Tempo fa conclusi
la stesura di alcuni appunti con due domande: cosa deve o può ancora spiegarci il visibile, cosa può o deve (ancora)
spiegarsi lo sguardo?
Riflessioni che
scaturivano da alcuni scritti di Merleau-Ponty sulla percezione; in particolare
su come tra soggetto e oggetto potesse avvenire una relazione organica che
tentasse di definire – in qualche percentuale – il superamento di
dicotomie ed estremi ontologici, rivolgendo l'attenzione su eventuali azioni di
scrittura e letture estetiche di opere che pur schiudendosi alla
contemporaneità, non fossero tuttavia destinate a costituire in modo esaustivo
o definitivo fondamenti e istanze, ma suggerissero comunque criteri e indicatori estetico-linguistici. Scrivevo di
uno spazio-mondo, di uno spazio-gioco entro cui organizzare traiettorie di
uno sguardo differente sulla realtà. In sintesi, organizzare il sensibile,
contempla anche questo; insieme a criteri di azioni e attraversamento dei fatti, del visto, del non
visibile, che richiedono una presenza, una cognizione acuta che accosti
porzioni di reale a porzioni di virtuale, margini possibili di manovre in una
territorialità anzi in una extraterritorialità – entro confini –
virtuali, politici anche, non sempre noti o identificabili. [...] il modo è l'innesco di un protocollo di estraneità.

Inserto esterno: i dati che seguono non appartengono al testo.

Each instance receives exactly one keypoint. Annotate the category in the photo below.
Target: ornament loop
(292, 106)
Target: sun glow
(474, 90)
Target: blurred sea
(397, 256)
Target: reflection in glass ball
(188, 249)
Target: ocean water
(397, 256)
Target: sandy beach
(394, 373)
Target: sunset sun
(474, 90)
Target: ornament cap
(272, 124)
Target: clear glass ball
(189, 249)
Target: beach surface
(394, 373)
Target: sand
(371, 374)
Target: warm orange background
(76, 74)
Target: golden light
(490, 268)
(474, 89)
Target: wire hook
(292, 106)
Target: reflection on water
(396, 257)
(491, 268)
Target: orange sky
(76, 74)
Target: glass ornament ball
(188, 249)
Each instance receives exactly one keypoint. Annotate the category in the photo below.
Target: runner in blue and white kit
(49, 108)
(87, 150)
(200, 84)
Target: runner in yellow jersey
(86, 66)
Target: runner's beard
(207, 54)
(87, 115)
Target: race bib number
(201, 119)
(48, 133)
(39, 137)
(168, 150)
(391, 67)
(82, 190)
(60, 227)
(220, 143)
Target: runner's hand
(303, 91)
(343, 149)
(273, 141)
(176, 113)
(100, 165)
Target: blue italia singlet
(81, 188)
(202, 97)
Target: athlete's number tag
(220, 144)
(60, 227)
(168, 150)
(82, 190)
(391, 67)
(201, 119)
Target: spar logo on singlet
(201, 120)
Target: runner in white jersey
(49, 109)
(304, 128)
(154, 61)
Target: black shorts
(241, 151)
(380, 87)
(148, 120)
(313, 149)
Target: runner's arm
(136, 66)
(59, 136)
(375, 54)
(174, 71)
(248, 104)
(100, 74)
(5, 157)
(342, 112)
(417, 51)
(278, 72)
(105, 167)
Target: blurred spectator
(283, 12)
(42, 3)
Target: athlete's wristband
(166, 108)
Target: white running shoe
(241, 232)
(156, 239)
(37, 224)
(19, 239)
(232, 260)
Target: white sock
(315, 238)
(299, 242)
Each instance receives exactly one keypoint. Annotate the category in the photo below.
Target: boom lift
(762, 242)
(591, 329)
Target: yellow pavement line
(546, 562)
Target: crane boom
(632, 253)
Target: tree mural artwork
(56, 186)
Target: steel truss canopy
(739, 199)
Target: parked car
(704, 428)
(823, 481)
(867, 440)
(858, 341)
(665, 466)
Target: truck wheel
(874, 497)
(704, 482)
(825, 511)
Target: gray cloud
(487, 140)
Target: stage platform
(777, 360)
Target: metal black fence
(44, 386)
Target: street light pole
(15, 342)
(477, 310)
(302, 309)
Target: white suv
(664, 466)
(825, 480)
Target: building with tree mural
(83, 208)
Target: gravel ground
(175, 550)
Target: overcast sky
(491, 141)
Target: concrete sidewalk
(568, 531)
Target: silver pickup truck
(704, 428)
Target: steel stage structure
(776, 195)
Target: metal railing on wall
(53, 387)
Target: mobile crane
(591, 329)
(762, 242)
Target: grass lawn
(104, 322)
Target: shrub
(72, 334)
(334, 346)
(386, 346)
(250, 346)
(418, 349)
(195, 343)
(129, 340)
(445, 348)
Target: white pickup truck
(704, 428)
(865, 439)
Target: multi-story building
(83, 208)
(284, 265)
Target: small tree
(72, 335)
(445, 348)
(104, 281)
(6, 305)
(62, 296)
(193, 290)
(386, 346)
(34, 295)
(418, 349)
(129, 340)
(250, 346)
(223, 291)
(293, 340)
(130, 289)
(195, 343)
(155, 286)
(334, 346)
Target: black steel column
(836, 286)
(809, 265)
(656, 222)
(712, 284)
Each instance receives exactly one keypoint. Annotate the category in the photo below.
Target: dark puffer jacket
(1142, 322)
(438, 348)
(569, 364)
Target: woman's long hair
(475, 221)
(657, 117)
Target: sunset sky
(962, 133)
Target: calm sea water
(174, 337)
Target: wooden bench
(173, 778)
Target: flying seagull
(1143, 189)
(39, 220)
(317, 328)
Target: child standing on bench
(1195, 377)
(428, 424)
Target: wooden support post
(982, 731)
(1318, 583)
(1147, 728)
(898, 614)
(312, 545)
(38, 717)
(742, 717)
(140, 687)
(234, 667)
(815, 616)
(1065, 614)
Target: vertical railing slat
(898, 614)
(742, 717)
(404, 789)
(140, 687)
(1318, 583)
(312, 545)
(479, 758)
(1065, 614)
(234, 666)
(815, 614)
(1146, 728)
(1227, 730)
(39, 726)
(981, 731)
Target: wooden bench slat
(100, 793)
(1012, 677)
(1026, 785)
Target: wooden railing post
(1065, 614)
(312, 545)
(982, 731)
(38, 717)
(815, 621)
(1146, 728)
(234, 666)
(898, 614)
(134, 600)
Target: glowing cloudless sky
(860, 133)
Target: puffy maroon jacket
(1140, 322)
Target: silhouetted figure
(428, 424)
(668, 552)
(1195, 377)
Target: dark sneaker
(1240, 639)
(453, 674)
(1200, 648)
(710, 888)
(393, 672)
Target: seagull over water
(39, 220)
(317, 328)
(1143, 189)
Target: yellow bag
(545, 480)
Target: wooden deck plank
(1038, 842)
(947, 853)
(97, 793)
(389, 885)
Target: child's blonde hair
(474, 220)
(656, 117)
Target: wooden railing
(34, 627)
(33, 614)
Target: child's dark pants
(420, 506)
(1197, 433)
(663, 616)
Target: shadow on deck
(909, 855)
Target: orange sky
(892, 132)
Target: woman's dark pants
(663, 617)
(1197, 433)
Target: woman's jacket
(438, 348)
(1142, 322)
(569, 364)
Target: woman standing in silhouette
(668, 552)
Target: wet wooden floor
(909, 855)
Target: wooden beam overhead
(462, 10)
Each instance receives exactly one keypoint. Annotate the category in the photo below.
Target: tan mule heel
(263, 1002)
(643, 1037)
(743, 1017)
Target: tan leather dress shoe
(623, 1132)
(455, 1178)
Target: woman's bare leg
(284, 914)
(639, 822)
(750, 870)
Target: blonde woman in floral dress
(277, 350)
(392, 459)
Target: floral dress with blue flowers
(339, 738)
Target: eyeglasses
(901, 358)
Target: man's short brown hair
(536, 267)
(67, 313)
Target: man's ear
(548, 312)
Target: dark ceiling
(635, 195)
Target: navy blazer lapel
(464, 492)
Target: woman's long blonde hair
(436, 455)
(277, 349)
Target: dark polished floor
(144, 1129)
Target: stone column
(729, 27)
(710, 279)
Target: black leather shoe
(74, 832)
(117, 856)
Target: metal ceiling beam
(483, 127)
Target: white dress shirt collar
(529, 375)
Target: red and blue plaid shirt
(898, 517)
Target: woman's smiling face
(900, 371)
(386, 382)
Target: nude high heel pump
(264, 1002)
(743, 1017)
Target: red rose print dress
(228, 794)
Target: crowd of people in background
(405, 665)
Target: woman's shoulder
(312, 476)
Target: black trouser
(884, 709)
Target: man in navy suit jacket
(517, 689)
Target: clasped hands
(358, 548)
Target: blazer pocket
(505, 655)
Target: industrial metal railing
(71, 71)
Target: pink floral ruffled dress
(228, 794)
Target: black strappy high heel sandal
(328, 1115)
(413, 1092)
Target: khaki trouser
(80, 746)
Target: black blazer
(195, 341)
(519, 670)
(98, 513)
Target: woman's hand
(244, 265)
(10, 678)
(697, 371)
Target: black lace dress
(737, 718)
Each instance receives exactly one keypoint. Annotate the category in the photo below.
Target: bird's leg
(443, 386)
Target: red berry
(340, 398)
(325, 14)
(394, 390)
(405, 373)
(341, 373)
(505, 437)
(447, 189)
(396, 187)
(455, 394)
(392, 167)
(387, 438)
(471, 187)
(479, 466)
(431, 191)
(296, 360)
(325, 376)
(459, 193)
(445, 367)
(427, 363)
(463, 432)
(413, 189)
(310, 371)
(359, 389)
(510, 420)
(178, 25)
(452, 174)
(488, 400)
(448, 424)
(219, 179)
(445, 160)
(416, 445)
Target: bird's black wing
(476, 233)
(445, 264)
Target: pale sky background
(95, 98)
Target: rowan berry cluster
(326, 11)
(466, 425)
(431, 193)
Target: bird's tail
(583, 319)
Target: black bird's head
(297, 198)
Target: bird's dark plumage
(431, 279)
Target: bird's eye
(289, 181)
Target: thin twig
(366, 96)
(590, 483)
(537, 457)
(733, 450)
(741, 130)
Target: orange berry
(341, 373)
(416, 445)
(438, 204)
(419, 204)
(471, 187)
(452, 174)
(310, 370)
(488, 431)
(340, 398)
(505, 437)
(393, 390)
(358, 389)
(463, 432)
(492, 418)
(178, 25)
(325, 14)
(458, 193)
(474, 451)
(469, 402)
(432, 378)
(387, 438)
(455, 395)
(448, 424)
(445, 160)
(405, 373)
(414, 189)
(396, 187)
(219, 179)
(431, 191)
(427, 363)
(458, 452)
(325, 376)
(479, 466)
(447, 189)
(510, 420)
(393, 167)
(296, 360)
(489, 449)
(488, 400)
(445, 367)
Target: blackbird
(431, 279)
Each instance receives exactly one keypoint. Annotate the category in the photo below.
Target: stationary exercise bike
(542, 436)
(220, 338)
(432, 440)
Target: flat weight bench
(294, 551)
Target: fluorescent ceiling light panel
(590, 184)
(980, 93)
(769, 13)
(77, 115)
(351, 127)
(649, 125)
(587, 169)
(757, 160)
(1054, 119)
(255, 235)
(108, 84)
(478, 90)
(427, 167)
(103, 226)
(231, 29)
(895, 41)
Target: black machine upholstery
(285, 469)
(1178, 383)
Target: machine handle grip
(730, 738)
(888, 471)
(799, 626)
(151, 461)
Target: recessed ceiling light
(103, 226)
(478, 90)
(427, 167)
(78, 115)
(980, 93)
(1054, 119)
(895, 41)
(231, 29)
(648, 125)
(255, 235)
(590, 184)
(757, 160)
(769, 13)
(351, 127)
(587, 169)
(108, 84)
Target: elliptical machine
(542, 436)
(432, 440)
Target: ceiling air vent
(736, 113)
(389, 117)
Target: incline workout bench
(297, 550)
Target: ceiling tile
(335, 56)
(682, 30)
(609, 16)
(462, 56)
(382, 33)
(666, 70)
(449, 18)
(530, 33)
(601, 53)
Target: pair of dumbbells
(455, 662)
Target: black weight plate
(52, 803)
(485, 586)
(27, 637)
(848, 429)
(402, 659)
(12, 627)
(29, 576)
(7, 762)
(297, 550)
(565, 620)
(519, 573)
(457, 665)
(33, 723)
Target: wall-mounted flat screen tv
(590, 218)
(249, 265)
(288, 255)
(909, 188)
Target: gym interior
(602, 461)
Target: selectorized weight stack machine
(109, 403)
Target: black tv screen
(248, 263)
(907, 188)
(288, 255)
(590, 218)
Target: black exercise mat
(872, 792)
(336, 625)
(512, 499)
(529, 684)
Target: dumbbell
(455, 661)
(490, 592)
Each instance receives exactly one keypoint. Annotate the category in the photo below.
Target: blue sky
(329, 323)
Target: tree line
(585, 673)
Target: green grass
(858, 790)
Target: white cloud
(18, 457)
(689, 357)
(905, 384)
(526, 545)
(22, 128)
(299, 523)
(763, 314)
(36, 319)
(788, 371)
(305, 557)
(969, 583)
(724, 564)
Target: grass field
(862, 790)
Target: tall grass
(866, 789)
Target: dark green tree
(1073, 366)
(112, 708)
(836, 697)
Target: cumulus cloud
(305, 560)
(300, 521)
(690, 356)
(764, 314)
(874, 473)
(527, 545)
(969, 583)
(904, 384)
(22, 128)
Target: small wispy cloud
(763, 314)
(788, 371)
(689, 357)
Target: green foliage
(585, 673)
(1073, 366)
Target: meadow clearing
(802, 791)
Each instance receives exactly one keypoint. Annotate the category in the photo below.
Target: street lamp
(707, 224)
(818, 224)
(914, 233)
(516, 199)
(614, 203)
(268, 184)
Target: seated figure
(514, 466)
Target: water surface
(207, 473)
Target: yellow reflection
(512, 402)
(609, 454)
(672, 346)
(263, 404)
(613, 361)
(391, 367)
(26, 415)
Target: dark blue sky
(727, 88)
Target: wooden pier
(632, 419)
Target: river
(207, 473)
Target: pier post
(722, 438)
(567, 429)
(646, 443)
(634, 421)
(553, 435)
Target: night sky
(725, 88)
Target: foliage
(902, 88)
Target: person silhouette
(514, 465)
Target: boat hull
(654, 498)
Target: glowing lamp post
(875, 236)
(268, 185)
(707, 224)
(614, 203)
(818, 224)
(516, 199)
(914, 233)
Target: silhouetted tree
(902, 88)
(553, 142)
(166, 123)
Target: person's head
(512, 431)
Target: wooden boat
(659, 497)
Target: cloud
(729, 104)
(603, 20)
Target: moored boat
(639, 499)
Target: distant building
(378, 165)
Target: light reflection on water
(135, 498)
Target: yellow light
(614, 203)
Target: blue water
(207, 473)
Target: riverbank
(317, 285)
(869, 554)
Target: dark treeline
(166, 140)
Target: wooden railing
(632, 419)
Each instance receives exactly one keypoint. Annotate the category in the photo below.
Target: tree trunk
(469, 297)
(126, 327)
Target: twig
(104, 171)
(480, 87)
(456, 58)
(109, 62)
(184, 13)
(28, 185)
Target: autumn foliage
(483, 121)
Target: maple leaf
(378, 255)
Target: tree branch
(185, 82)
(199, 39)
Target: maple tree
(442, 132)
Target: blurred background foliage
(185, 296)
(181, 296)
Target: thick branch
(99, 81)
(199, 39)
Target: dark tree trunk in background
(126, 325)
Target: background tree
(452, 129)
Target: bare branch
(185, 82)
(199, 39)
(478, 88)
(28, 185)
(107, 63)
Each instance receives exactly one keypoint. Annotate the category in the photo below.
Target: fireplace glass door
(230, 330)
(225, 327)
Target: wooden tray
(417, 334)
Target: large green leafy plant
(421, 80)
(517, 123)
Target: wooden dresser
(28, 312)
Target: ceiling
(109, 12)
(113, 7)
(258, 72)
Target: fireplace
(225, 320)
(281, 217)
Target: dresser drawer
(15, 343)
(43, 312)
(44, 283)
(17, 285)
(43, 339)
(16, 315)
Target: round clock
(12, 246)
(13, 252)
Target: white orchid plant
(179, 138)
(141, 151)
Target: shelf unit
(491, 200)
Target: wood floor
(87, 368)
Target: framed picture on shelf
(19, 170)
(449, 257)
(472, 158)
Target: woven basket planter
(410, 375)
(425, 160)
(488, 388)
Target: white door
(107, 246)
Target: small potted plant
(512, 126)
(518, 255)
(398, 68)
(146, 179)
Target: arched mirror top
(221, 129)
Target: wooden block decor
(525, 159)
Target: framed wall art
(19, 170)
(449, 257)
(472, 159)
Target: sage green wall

prendere la distanza -- avere una visione dall'alto -- mirare ciò di cui
si è parte -- le unità di misura (i confini politici). [1]
Ciò che configura
la cifra politica di un linguaggio della contemporaneità, si fa anche carico di
sintomi, di figure in ombra – quelle di un'intimità dislocata, aliena-ta,
lontana dal soggetto e rivolta alle cose.
Una soggettività
che in qualche misura mette l'io fuori fuoco, ne definisce forse, con più
nitidezza, le disfunzioni, i sintomi; un
io che (in un contesto contemporaneo) sospenda ogni interesse per
l'essente affinché, paradossalmente, esso sia. Una scrittura contemporanea
è in definitiva (e indefinitivamente) l'epigrafe in motu di se stessa. Descrive
la propria deiscendenza. Pur gettando l'io fuori campo, lo colloca nel
mondo, vive dell'intersoggettività, dichiara la sua presenza nella comunità, ne
organizza azioni, configurando innumerevoli scenari di combinazione del
possibile (l'infinito della situazione). Emblematico, per esempio, è l'utilizzo che Francis Ponge fa, in
Nioque de l'avant-printemps, del simbolo matematico dell’infinito.
Oh solitudine
zeppa di elementi muti, tutti fissati al proprio posto, senza sguardo,
paralitici, è qui, qui dove tutto un paesaggio mi incravatta e mi prolunga le
spalle a destra e a sinistra, qui dove per esprimersi ha soltanto la mia voce
(qui dove non mi devo troppo difendere da animali pericolosi), è qui che sento la mia
ragion d'essere.
Il
Paesaggio ∞* grandi nodi colorati di bistro, rattrappiti e paralitici
(infermi) sotto i rabbrunamenti bluastri, sotto i voluminosi pensieri
provenienti da ovest. [2]
Sostituendo la
"oh" lirica con il simbolo matematico dell'∞, Ponge forse tenta di utilizzare così come
direbbe Braque, una regola che corregge l'emozione, trascendendo classicismo e
romanticismo attraverso il primato dato alla materia e ai simboli ad essa attribuiti e di sostituire l'io lirico con il primato dell'oggetto,
facendo esclamare l'oggetto stesso, ovvero la natura, dando voce a ciò che appartiene al seriale, alla
ricorsività, alla coazione dei cicli naturali. Nioque de l’avant-printemps vuol
essere nella sua interezza un documento strutturato in una serie di
annotazioni; ne possiamo leggere ulteriormente qui in una nota di Marco Giovenale sul blog recognitiones-ii.
[…] L’oggetto, terzo
termine attraverso il quale trascendere classicismo e romanticismo, trova
posto (compiendosi) dentro l’opera stessa; è il contrappunto tra la portata
politica dell’opera (opera che descrive se stessa con l’ingenuità e semplicità attraverso le quali la natura si manifesta) e lo slancio, l’emozione,
l’aspettativa dell’avvenire, quale elemento
– naturale, volitivo – di
cognizione del mondo […]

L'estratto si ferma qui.